Keberadaan keluarga sebagai kelompok terkecil menjadi sangat potensial untuk penyebaran pengetahuan tradisional baik secara lisan ataupun non lisan secara turun-temurun. Setiap tindakan orang tua akan menjadi contoh yang kemudian akan dicontoh oleh generasi penerusnya. Tabel 6 menunjukan pengelompokan jaringan sosial tokoh dalam pengetahuan tradisional dalam masyarakat.

Tabel 6 Frekuensi jenis jaringan sosial tokoh Kategori tokoh Frekuensi

Rekan kerja 15

Tetangga 83

Keluarga 99

Tokoh yang tergolong dalam jaringan sosial keluarga memiliki frekuensi yang paling banyak menurut pandangan masyarakat sebagai tokoh dalam pengetahuan tradisional masyarakat.
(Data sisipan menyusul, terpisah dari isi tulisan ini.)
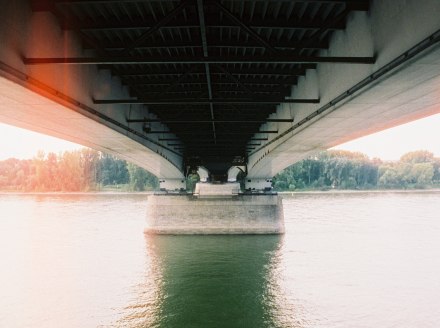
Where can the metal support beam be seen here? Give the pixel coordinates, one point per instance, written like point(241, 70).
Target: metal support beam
point(207, 140)
point(162, 22)
point(186, 121)
point(201, 13)
point(192, 101)
point(279, 44)
point(246, 28)
point(285, 59)
point(195, 133)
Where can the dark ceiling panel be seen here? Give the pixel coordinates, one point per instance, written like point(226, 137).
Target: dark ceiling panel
point(211, 71)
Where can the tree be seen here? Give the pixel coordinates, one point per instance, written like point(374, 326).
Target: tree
point(418, 156)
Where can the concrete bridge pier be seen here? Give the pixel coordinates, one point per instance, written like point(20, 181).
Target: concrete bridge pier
point(215, 209)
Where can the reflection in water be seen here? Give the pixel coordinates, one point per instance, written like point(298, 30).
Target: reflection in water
point(209, 281)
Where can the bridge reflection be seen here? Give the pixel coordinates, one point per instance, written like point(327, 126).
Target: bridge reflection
point(211, 281)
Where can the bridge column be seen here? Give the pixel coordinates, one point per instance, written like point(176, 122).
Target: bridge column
point(172, 185)
point(215, 209)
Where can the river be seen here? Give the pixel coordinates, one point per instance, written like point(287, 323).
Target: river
point(347, 260)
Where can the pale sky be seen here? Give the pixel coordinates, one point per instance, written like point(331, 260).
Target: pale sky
point(390, 144)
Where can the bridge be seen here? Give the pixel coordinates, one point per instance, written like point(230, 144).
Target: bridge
point(223, 86)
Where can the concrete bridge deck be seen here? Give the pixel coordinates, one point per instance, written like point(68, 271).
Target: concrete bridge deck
point(172, 85)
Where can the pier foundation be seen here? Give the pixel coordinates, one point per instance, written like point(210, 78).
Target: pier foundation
point(210, 213)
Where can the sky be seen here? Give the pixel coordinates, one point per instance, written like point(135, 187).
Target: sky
point(390, 144)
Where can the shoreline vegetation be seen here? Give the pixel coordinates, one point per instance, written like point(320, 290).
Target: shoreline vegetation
point(87, 170)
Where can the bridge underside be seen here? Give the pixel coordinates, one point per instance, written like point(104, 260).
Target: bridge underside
point(175, 85)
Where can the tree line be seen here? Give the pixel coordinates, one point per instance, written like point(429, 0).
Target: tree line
point(79, 170)
point(338, 169)
point(89, 170)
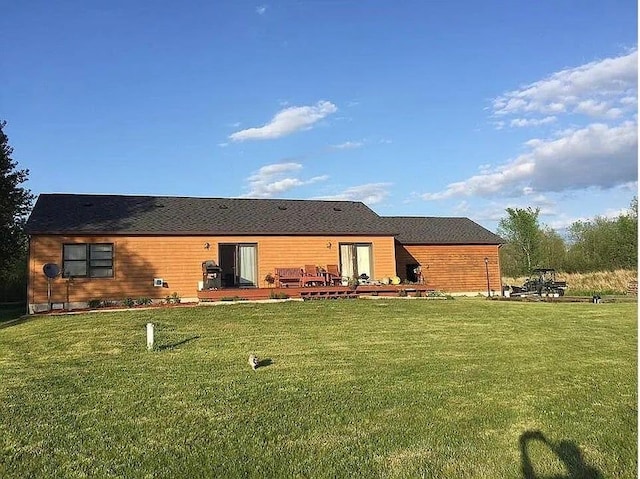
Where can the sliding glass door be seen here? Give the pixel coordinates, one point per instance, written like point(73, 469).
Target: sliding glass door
point(355, 260)
point(239, 264)
point(247, 265)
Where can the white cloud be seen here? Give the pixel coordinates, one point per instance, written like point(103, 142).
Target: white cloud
point(370, 193)
point(276, 179)
point(348, 145)
point(602, 84)
point(287, 121)
point(520, 122)
point(595, 156)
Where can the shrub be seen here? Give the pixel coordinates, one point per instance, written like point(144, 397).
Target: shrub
point(174, 298)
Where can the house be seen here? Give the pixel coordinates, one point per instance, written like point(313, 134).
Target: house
point(116, 246)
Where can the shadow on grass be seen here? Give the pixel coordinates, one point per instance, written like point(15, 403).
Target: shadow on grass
point(567, 451)
point(163, 347)
point(264, 363)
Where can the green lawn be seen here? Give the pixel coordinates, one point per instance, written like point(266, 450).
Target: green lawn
point(11, 311)
point(355, 388)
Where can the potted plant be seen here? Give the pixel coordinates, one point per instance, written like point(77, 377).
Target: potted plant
point(270, 279)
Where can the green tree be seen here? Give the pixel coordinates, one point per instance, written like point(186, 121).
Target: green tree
point(553, 249)
point(605, 244)
point(15, 204)
point(521, 229)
Gambar 2 menunjukan persentase dari masing-masing kategori tokoh.

Gambar 2 Presentase jenis jaringan sosial tokoh

Sumber: Data Primer 2015 diolah

Hasil observasi lapang terhadap 85 sampel populasi dimana sampel diminta menyebutkan nama-nama tokoh menunjukan sebagian kecil tokoh yang merupakan berasal dari jaringan rekan kerja, dan sebagian besar berasal dari jenis hubungan keluarga. Tokoh-tokoh yang termasuk kedalam kategori rekan kerja pada masyarakat Desa Ciherang sebagian besar bukan lah rekan kerja dalam arti formal dalam sebuah institusi perusahaan, melainkan rekan dalam berjualan, dan atasan dalam pekerjaan. Pedagang memiliki peran dalam memotivasi untuk menanam dalam jumlah lebih agar hasil panen dapat dijual dan memberikan keuntungan tidak hanya untuk pemakaian pribadi tetapi juga memberikan keuntungan ekonomi. Tokoh-tokoh dalam kategori tetangga sebagian besar berprofesi sebagai tukang urut, dukun beranak, dan kader. Mereka menjadi tokoh dalam masih adanya pengetahuan tradisional tentang tanaman obat. Ketiga profesi tersebut dalam masyarakat memberikan contoh langsung pemanfaatan tanaman, dan mereka menanamnya di pekarangan rumah mereka sehingga masyarakat pun tidak sedikit yang mengandalkan mereka jika membutuhkan jenis tanaman untuk pengobatan. Sementara tokoh-tokoh yang termasuk dalam kategori keluarga sebagian besar merupakan orang tua (ibu, bapak, dan atau mertua), dan sanak keluarga yang memiliki umur lebih tua. Mereka dianggap mengetahui banyak mengenai pengetahuan tentang tanaman obat atas pengalamannya. Pengetahuan tersebut kemudian diturunkan ke generasi dibawahnya.